Ich dachte, mich kann wenig überraschen. Zumal in meinem ureigensten beruflichen Umfeld. Als Musikverleger und Label-Betreiber zählt es zum professionellen Pflichtenheft, kulturelle und damit eng verzahnte technische Entwicklungen zu überblicken. Und, sofern nötig und möglich, sie zu erproben, zu implementieren und zu nutzen. Der Fortschritt ist - wie in vielen anderen Gebieten auch - so rasant, dass das nur mit Mühe gelingt. Vielfach ist es auch eine Generationenfrage. Mit dem einen oder anderen Trend kann man sich anfreunden, mit manchen Innovationen (die oft genug nur Pseudo-Innovationen sind) weniger.

Diesmal aber war ich sprachlos. Dabei handelte es sich gerade mal um eine Personalie, die mir im Online-Fachmagazin "Music Business Worldwide" aufgefallen war - freilich versehen mit einigen weiterführenden Anmerkungen und Schlussfolgerungen ("Welcome To The Future"). Kurzgefasst ging es in dem Artikel um den Wechsel des Erfinders und Entwicklers François Pachet von Sony zu Spotify. Das sind zwei weltweit operierende Unternehmen, die mit Musik einiges am Hut haben - es wäre aber nicht weiter der Rede wert, hätte Pachet nicht zwanzig Jahre lang eine führende Rolle im Sony Computer Science Laboratory in Paris innegehabt. Sein Spezialgebiet ist Künstliche Intelligenz (kurz: AI). Anno 2012 leitete der französische Forscher ein Team, das die ersten Pop-Songs schuf, die eine Maschine komponierte. Folgerichtig gründete man auch gleich ein Label, das der Veröffentlichung von AI-Werken dient.

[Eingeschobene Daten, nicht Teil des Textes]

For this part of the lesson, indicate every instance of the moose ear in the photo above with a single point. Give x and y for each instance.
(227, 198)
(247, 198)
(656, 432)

Diese Kompositionen, die nicht dem Gehirn eines Menschen entsprangen, sind hörbar keine Instant-Nummer eins-Hits, aber gewiss nicht unoriginell. Vor allem auch, weil hier Computer-Algorithmen keine klischeehaft kühle, gänzlich fremde Ästhetik schaffen, sondern sich ganz im Gegenteil einer Rekonstruktion humanoider Kreativität widmen. Erst vor wenigen Monaten haben François Pachet und seine Kollegen zwei Werke veröffentlicht - eines im Stil der Beatles, ein anderes, das die US-Musikergrößen Duke Ellington und Irving Berlin zum Vorbild hat.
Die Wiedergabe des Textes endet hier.